Lok Jack: Stewart pulled out because of Opposition

Arthur Lok Jack
Arthur Lok Jack

Gordon “Butch” Stewart didn’t leave the Tobago Sandals project because of “negative publicity,” his longtime friend Arthur Lok Jack said Wednesday, but because of the Opposition.

“Butch Stewart didn’t run away because he was agitated by the press. That is not the point.

"The point was when he saw what the Opposition statements were. That is what killed the deal,” businessman Lok Jack told the audience at a panel discussion at UWI, St Augustine, on the economic implications of the termination of the Tobago Sandals deal.

In some ways, the Opposition ended up making things worse for their own supporters, Lok Jack suggested, because the people who would have benefited the most from the resort in Tobago would have been farmers, who are among the UNC’s traditional base.

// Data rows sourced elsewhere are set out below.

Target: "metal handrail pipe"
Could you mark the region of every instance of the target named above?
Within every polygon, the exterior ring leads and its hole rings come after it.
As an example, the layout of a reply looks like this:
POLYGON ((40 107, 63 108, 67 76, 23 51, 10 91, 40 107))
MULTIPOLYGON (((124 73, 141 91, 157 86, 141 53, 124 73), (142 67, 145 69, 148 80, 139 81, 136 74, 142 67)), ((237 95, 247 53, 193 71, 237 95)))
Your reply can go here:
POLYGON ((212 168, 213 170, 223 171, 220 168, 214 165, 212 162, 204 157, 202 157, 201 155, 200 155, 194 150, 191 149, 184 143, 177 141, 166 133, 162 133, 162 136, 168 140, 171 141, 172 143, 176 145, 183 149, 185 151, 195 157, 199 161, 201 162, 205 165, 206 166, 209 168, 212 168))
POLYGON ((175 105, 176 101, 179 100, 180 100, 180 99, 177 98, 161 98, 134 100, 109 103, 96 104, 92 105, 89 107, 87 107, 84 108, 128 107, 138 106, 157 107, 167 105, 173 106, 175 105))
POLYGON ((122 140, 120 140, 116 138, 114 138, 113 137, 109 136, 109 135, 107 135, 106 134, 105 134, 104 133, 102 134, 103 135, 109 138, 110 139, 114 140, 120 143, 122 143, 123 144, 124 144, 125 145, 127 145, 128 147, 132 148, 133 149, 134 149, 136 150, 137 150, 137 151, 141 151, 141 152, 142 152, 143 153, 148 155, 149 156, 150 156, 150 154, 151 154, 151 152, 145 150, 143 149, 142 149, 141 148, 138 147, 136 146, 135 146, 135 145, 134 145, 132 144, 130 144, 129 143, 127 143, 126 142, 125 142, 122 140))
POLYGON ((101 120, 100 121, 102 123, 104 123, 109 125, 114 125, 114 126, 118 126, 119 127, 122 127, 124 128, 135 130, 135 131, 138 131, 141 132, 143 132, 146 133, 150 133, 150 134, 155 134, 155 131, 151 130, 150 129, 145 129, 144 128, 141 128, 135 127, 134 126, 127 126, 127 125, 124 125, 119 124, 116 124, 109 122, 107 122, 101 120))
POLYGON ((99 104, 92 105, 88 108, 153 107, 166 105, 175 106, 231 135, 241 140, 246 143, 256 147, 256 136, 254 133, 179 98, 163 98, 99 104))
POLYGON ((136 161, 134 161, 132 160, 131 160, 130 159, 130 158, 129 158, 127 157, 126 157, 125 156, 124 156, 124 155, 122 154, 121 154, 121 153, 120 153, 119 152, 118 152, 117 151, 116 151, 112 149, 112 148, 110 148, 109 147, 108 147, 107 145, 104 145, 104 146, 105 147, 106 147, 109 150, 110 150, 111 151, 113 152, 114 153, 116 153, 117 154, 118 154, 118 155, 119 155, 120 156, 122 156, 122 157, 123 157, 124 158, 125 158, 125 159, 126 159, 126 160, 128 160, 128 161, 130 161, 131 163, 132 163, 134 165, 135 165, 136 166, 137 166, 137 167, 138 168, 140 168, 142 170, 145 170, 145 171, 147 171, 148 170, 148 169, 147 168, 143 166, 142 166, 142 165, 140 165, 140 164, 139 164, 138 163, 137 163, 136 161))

“I don’t understand. The thing is, the farms, (Sandals is) going to have the tremendous amount of demand…for agriculture as far as I am concerned, and you know that for business people and investment, supply follows demand – not the other way around. But once I create the demand, who is going to benefit with the farming?

"It’s the same people in the UNC, the Indian constituencies in this country who are the farmers (and farmers in Tobago too). But you put everything out. I was at a loss to understand why this project went belly up,” Lok Jack told the audience.

He also encouraged the government to court the private sector better when engaging in these types of mega projects.

“With all due respect…the Government of TT is broke. The private sector has plenty money,” he said. Usually, the private sector, including pension plans, which he said were the savings of the people, would invest in government bonds – effectively a loan to the government – that were low-yield.

“(The private sector) are all interested in making direct investments in many projects providing they know about the project and they feel comfortable with the project,” he said.

They would also insist on private-sector governance, away from politics.

“If the private sector was involved and put in the money, let say if they were invited to (invest) in a thing like (Sandals Tobago), and put together a deal like that, let’s say 60 per cent, the private sector would want to have a proper private-sector board. If it’s a government institution, you are not sure which board you’re getting. And then you get political this and political that. We have to take these things away from the government and into the private sector. The private sector has to get up and get,” he said.

Speaking to the Newsday after the panel, Lok Jack said, if Stewart, the Jamaican billionaire founder of the Sandals group, were to change his mind about coming back to Tobago, Lok Jack was confident he could easily raise at least US$250 million from the local private sector to invest.

“But he has to want to change his mind. We are not going to invest in a hotel in Tobago for somebody else. Because I don’t know who that somebody else is and what their track record is. It might be high risk. When I invest in Mr Stewart. I know it is very low risk,” he said.

He included the government as another investor, explaining it would be a public-private partnership, in which the government would build the hotel but the private sector could provide, among other things, the equity shareholding. At some point later, the government could even sell its stake, and Sandals, as it has before, could offer to buy the hotel itself.

“Hotel chains do not own their hotels. Hotel chains are hotel-management companies. Who owns the hotels are long-term investors,” Lok Jack said.

The Sandals project was first conceptualised at a dinner party at his house, Lok Jack said, when he was able to pitch the idea to Stewart after a long time trying to convince him to set up in Tobago.

“Tobago is not on the tourism map at the moment,” he said. “I’ve known Mr Stewart for years and I’ve been trying to get him to come to Tobago for a long time to put a Sandals here and eventually he said, 'Okay, fine,' and he came down and talked and I got Dr Rowley to come and we had a very small thing – and bam!”

At the Caribbean edition of the World Travel Awards on Monday evening in Montego Bay, Sandals swept away the competition, with the company’s resorts across the Caribbean winning awards, and the brand itself claiming the Caribbean’s Leading Hotel Brand.